Concluding Thoughts – Engaging in Effective Compliance

Our new whitepaper, Virtual Currencies, the Wild West of finance? outlines regulators’ growing interest in virtual currencies. There is already a wide consensus among global regulators for regulation on virtual currency activities, and in particular to distinguish between legitimate use and financial crime. Virtual currencies are underpinned by a decentralised technological concept and as such, are truly borderless. An effective regulatory response to mitigate ML-TF risks of virtual currencies can only be global.

Regulators are focusing their attention on the providers of exchange services, extending know-your-customer (KYC) and sanctions screening requirements that are applied to banks and other institutions to those that deal in virtual currencies. This is the first necessary piece of a global regulatory framework for the virtual currency industry.
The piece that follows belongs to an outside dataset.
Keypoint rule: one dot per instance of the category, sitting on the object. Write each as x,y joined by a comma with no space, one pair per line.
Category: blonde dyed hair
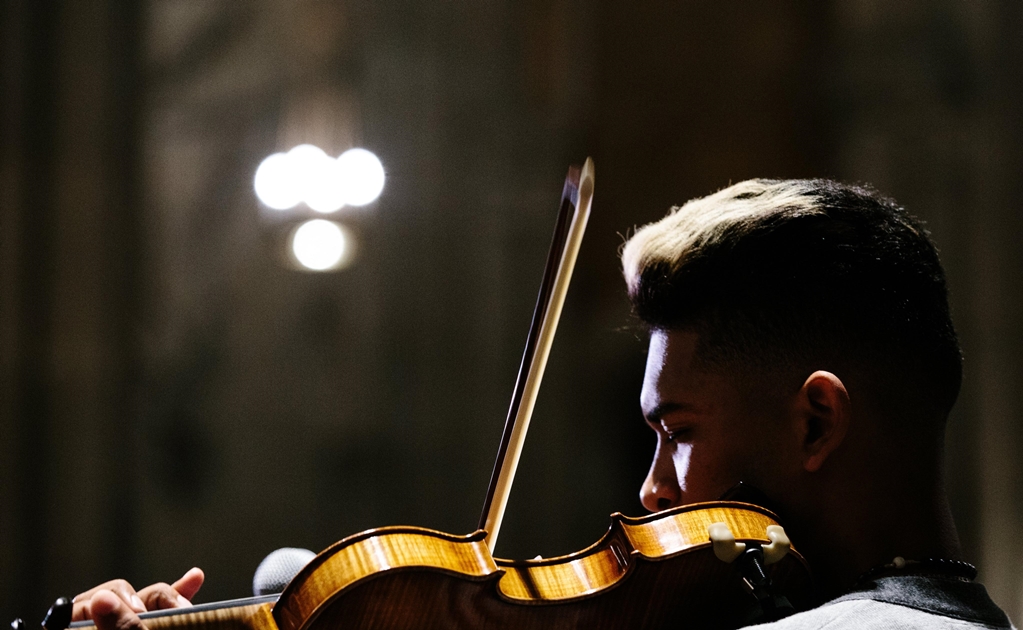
700,223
It also circumvents the need for immediate stand-alone legislation as the scope of existing requirements can simply be extended to mitigate the most obvious risks. Under US Bank Secrecy Act, for example, virtual currency platforms are defined as “money transmitters” and must as such register with FinCEN and implement AML-CTF compliance frameworks. What is certain is that the providers of virtual currency services across the world should prepare themselves for compliance with AML and counter-terrorism financing regulation. Before long, the virtual currency industry will be defined by high regulatory standards and strong frameworks to mitigate the risk of financial crime.

Regulators will look for robust due diligence procedures, effective transaction-monitoring systems and sanctions filtering programs, and clear processes for the regulatory reporting of suspicious activity. The good news is that there are excellent systems and solutions available – such as Accuity’s Fircosoft products – which are designed to help institutions and others meet compliance requirements efficiently and effectively. These solutions, already used extensively by many of the world’s largest banks, are easy to use and provide the confidence that compliance legislation is being met effectively without impacting the customer experience.

Good compliance will also require training, and a review of processes. The work should start now – regulators already have virtual currency in their sights. This isn’t a matter of if, but when.